In the above a novel objective method for acquisition and quantification of reflex receptive fields that enables reliable assessment of nociceptive excitability has been described. Existing alternatives involves subjective elements and shows a reduced reliability between sessions carried out on individual days. Conversely, the newly introduced method demonstrates good reliability both within and between sessions. This experiment provides evidence for an improved reliability but future studies investigating the sensitivity of the method to confirm its overall superiority would be of value. However, the present invention contributes to the potential to use RRF as an objective biomarker for pain hypersensitivity in clinical and experimental pain research.
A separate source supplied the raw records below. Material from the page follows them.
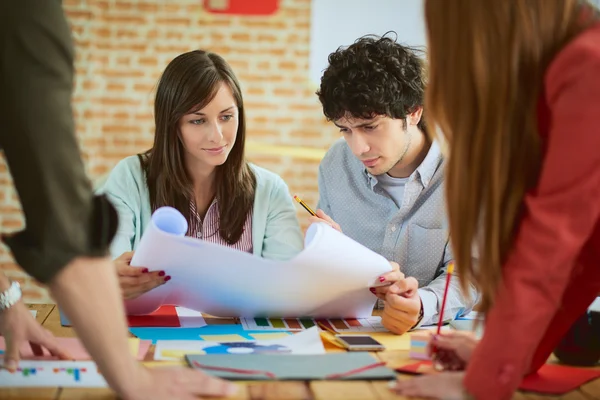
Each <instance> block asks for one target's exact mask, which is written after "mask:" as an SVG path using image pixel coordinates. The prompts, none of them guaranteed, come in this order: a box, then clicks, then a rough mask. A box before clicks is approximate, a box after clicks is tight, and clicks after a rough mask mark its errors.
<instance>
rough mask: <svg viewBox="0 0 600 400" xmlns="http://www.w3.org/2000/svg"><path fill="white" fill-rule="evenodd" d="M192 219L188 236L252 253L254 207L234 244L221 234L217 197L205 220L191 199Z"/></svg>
mask: <svg viewBox="0 0 600 400" xmlns="http://www.w3.org/2000/svg"><path fill="white" fill-rule="evenodd" d="M190 220H191V221H190V224H189V227H188V232H187V236H191V237H195V238H198V239H202V240H206V241H207V242H210V243H216V244H220V245H222V246H227V247H231V248H234V249H236V250H240V251H244V252H246V253H252V250H253V249H252V209H250V211H249V212H248V215H247V216H246V222H245V223H244V230H243V232H242V235H241V236H240V238H239V240H238V241H237V242H235V243H234V244H229V243H227V241H226V240H225V239H223V238H222V237H221V235H220V234H219V207H218V206H217V199H216V198H215V199H213V201H212V203H210V206H209V207H208V211H207V212H206V216H205V217H204V221H203V220H202V218H201V217H200V215H199V214H198V210H197V209H196V203H195V202H194V201H190Z"/></svg>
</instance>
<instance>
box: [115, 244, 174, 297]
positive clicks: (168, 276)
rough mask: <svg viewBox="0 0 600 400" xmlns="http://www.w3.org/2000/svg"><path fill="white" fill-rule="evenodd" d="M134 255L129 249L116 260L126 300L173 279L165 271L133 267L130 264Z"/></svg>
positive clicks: (122, 290)
mask: <svg viewBox="0 0 600 400" xmlns="http://www.w3.org/2000/svg"><path fill="white" fill-rule="evenodd" d="M132 257H133V251H129V252H125V253H123V254H121V256H120V257H119V258H117V259H116V260H115V265H116V267H117V275H118V278H119V285H120V286H121V291H122V292H123V298H124V299H125V300H131V299H135V298H136V297H139V296H141V295H142V294H144V293H146V292H147V291H149V290H152V289H154V288H155V287H157V286H160V285H163V284H165V283H166V282H168V281H169V280H170V279H171V277H170V276H165V273H164V271H148V268H143V267H132V266H131V265H129V263H130V262H131V259H132Z"/></svg>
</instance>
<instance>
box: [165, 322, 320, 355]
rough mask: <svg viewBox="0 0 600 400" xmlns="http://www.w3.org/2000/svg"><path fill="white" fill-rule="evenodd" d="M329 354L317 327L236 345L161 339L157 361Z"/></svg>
mask: <svg viewBox="0 0 600 400" xmlns="http://www.w3.org/2000/svg"><path fill="white" fill-rule="evenodd" d="M264 353H268V354H325V348H324V347H323V342H322V341H321V337H320V336H319V331H318V329H317V327H316V326H315V327H312V328H310V329H307V330H305V331H303V332H301V333H297V334H295V335H288V336H285V337H282V338H277V339H268V340H246V341H236V342H209V341H202V340H159V341H157V342H156V349H155V350H154V359H155V360H182V359H183V358H184V357H185V355H186V354H264Z"/></svg>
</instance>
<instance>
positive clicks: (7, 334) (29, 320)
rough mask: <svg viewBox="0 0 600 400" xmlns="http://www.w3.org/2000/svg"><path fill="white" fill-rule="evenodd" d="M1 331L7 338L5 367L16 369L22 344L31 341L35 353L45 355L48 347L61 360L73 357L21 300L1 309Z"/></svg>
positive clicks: (30, 341) (40, 354) (51, 352)
mask: <svg viewBox="0 0 600 400" xmlns="http://www.w3.org/2000/svg"><path fill="white" fill-rule="evenodd" d="M0 333H1V334H2V335H3V336H4V338H5V340H6V351H5V353H4V368H6V369H8V370H11V371H14V370H16V369H17V367H18V366H19V360H20V358H21V357H20V354H19V349H20V348H21V346H23V345H25V344H26V343H27V342H29V345H30V346H31V350H32V351H33V354H35V355H36V356H43V355H44V351H43V348H46V349H48V351H49V352H50V354H51V355H53V356H55V357H58V358H59V359H61V360H69V359H72V357H71V356H70V355H69V353H67V352H66V351H65V350H63V349H61V348H60V346H59V345H58V342H57V341H56V338H55V337H54V336H53V335H52V334H51V333H50V331H48V330H47V329H44V328H43V327H42V326H41V325H40V324H39V323H38V322H37V321H36V320H35V319H34V318H33V315H31V313H30V312H29V309H28V308H27V307H26V306H25V304H23V302H22V301H19V302H18V303H16V304H15V305H13V306H12V307H10V308H8V309H6V310H3V311H0Z"/></svg>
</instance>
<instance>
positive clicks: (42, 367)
mask: <svg viewBox="0 0 600 400" xmlns="http://www.w3.org/2000/svg"><path fill="white" fill-rule="evenodd" d="M0 365H1V361H0ZM0 382H1V384H0V386H2V387H56V386H62V387H107V386H108V385H107V384H106V381H105V380H104V378H103V377H102V375H100V373H99V372H98V368H97V367H96V364H95V363H93V362H92V361H21V362H20V363H19V368H17V370H16V371H14V372H9V371H8V370H6V369H0Z"/></svg>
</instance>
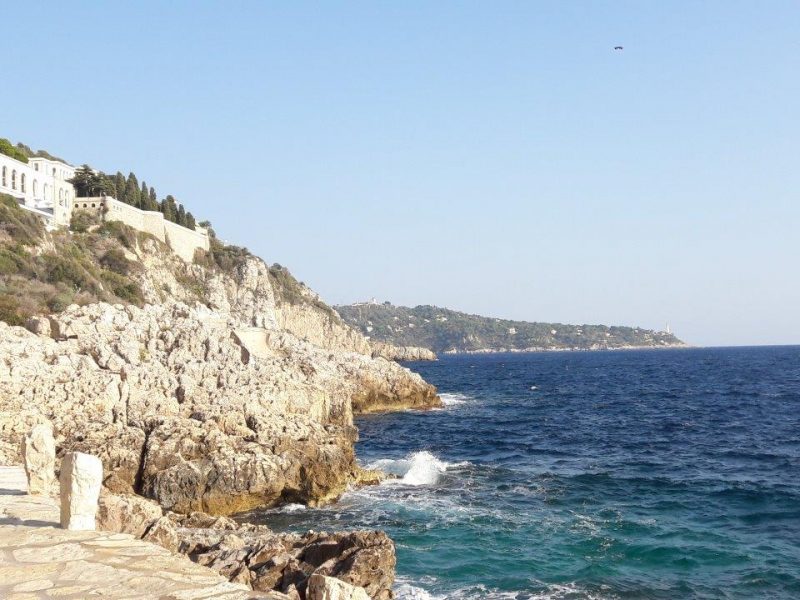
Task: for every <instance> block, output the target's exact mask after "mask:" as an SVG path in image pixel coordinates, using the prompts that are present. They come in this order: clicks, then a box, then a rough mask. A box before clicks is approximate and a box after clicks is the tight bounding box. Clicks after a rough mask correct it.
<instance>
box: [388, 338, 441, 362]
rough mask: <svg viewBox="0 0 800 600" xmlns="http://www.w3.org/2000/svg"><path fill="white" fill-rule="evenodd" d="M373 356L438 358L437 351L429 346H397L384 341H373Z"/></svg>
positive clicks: (390, 359) (389, 358)
mask: <svg viewBox="0 0 800 600" xmlns="http://www.w3.org/2000/svg"><path fill="white" fill-rule="evenodd" d="M372 356H373V358H377V357H381V358H385V359H386V360H399V361H415V360H437V358H436V353H435V352H434V351H433V350H429V349H428V348H420V347H419V346H395V345H393V344H387V343H384V342H373V343H372Z"/></svg>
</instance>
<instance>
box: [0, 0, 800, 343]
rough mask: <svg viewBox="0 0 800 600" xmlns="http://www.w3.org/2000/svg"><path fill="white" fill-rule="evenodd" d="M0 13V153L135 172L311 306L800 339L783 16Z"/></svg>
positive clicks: (793, 3)
mask: <svg viewBox="0 0 800 600" xmlns="http://www.w3.org/2000/svg"><path fill="white" fill-rule="evenodd" d="M2 13H3V16H2V18H3V22H4V24H5V27H4V28H3V29H4V42H5V43H4V46H5V51H4V52H3V56H4V58H3V59H2V62H1V63H0V64H2V90H3V91H2V94H0V136H2V137H8V138H10V139H12V140H13V141H15V142H16V141H24V142H26V143H27V144H29V145H31V146H33V147H35V148H45V149H48V150H49V151H51V152H53V153H55V154H58V155H61V156H63V157H65V158H67V159H68V160H70V161H71V162H73V163H77V164H79V163H84V162H87V163H89V164H91V165H92V166H94V167H96V168H99V169H102V170H106V171H112V172H113V171H116V170H122V171H124V172H125V173H127V172H128V171H130V170H133V171H135V172H136V173H137V175H139V176H140V178H141V177H143V178H144V179H145V180H146V181H147V183H148V184H150V185H154V186H155V187H156V189H157V190H158V192H159V194H160V195H162V196H163V195H165V194H167V193H171V194H173V195H175V196H176V197H177V198H178V199H179V200H180V201H183V202H184V203H185V204H186V205H187V206H188V208H189V209H190V210H191V211H192V212H193V213H194V214H195V215H196V216H197V217H198V218H199V219H205V218H207V219H210V220H211V221H212V223H213V224H214V226H215V228H216V229H217V231H218V232H219V234H220V235H221V237H223V238H224V239H226V240H228V241H230V242H233V243H237V244H240V245H245V246H247V247H249V248H250V249H251V250H253V251H254V252H256V253H257V254H259V255H261V256H262V257H263V258H265V259H266V260H267V261H269V262H280V263H281V264H284V265H286V266H288V267H289V268H290V269H291V270H292V272H293V273H295V275H296V276H297V277H298V278H300V279H302V280H304V281H305V282H306V283H308V284H309V285H311V286H312V287H313V288H314V289H316V290H317V291H319V292H320V293H321V294H322V296H323V297H324V298H325V299H326V300H327V301H329V302H332V303H342V302H350V301H355V300H360V299H366V298H369V297H371V296H375V297H377V298H379V299H381V300H384V299H388V300H391V301H392V302H394V303H396V304H406V305H416V304H438V305H440V306H448V307H451V308H455V309H461V310H465V311H469V312H475V313H480V314H486V315H492V316H502V317H509V318H518V319H527V320H542V321H544V320H546V321H561V322H569V323H608V324H632V325H641V326H645V327H655V328H661V327H663V326H664V324H665V323H667V322H669V323H670V325H671V326H672V328H673V329H674V330H675V331H676V332H677V333H678V334H679V335H680V336H681V337H683V338H684V339H686V340H688V341H689V342H692V343H695V344H702V345H721V344H766V343H800V277H798V259H799V258H800V3H798V2H796V1H793V0H792V1H770V2H751V1H748V2H737V1H731V0H724V1H719V2H710V1H709V2H660V1H658V2H656V1H650V2H648V1H632V2H591V3H590V2H562V1H554V2H363V3H338V2H332V3H307V4H306V3H280V4H279V3H270V2H231V3H224V4H223V3H221V2H219V3H210V2H206V3H202V2H188V1H187V2H169V3H167V2H157V3H156V2H152V3H151V2H127V3H123V2H109V3H99V2H69V3H62V2H58V3H56V2H13V3H9V4H7V5H5V6H3V9H2ZM617 44H620V45H623V46H624V47H625V49H624V51H623V52H615V51H614V50H613V46H614V45H617Z"/></svg>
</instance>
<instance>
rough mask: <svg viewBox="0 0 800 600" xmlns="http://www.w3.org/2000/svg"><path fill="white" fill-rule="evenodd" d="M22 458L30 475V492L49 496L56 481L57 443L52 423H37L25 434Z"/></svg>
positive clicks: (28, 486) (28, 491) (28, 473)
mask: <svg viewBox="0 0 800 600" xmlns="http://www.w3.org/2000/svg"><path fill="white" fill-rule="evenodd" d="M22 459H23V462H24V465H25V474H26V475H27V476H28V493H29V494H34V495H44V496H49V495H50V494H51V493H52V492H53V490H54V488H55V483H56V476H55V472H56V443H55V440H54V439H53V426H52V425H51V424H50V423H40V424H38V425H35V426H34V427H33V429H31V432H30V433H29V434H28V435H26V436H25V441H24V443H23V445H22Z"/></svg>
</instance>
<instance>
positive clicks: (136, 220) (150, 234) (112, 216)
mask: <svg viewBox="0 0 800 600" xmlns="http://www.w3.org/2000/svg"><path fill="white" fill-rule="evenodd" d="M82 200H83V199H81V200H80V201H82ZM80 201H78V202H80ZM78 202H76V204H78ZM105 206H106V213H105V219H106V220H107V221H121V222H122V223H125V224H126V225H128V226H130V227H133V228H134V229H137V230H139V231H144V232H145V233H149V234H150V235H152V236H154V237H155V238H156V239H158V240H160V241H162V242H164V243H165V244H167V245H168V246H169V247H170V248H172V251H173V252H175V254H177V255H178V256H180V257H181V258H182V259H183V260H185V261H187V262H191V261H192V260H193V259H194V252H195V250H197V249H198V248H200V249H202V250H208V248H209V241H208V234H207V233H206V231H205V230H204V229H199V230H198V231H193V230H191V229H188V228H186V227H182V226H180V225H177V224H175V223H172V222H171V221H167V220H166V219H165V218H164V215H163V214H161V213H160V212H157V211H149V210H140V209H138V208H136V207H134V206H131V205H130V204H125V203H124V202H120V201H119V200H116V199H114V198H111V197H109V196H106V198H105Z"/></svg>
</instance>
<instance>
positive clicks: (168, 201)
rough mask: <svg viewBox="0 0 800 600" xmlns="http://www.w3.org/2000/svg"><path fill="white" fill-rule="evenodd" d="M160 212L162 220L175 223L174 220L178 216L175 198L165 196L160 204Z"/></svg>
mask: <svg viewBox="0 0 800 600" xmlns="http://www.w3.org/2000/svg"><path fill="white" fill-rule="evenodd" d="M161 212H163V213H164V218H165V219H166V220H167V221H172V222H173V223H174V222H175V218H176V217H177V215H178V206H177V204H176V203H175V198H173V197H172V196H171V195H167V197H166V198H165V199H164V201H163V202H162V203H161Z"/></svg>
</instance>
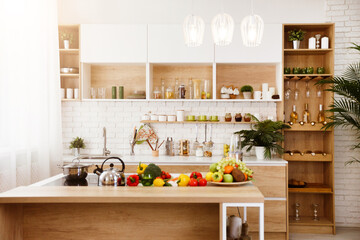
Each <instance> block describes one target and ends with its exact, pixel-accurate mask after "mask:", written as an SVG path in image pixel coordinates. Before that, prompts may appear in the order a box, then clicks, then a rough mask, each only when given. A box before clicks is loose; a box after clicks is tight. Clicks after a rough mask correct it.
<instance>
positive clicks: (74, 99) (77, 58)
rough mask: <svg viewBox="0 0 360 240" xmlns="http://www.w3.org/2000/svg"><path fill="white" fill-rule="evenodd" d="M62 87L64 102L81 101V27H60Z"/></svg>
mask: <svg viewBox="0 0 360 240" xmlns="http://www.w3.org/2000/svg"><path fill="white" fill-rule="evenodd" d="M58 30H59V57H60V59H59V60H60V85H61V99H62V101H79V100H80V99H81V93H80V89H81V81H80V61H79V54H80V48H79V25H59V27H58Z"/></svg>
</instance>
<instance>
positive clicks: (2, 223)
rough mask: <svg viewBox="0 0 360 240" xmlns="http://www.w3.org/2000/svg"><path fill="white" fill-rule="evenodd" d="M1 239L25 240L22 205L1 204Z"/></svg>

In the above the inventive concept has mainly been described with reference to a limited number of examples. However, as is readily

appreciated by a person skilled in the art, other examples than the ones disclosed above are equally possible within the scope of the inventive concept, as defined by the appended claims. For example, although in the above, the determination of the set of control signals has been described as being performed by "a stimulation intensity algorithm", and the estimation of the NWR-T as being performed by "a threshold detection algorithm" or "a reflex detection algorithm", this should not be construed as the operations attributed to these "algorithms" necessarily being implemented by individual or separate functional units, blocks or modules. In fact, the different algorithms may be understood as merely a logical distribution and grouping of the operations which may be used to implement the various aspects and embodiments in accordance with the present inventive concept. Moreover, although illustrated as separate components or units in Fig. 1 , it should be noted that it would be equally possible to implement the stimulator 1 10, the EMG sensor 120 and the processing system 130 in common circuitry and/or in a common enclosure.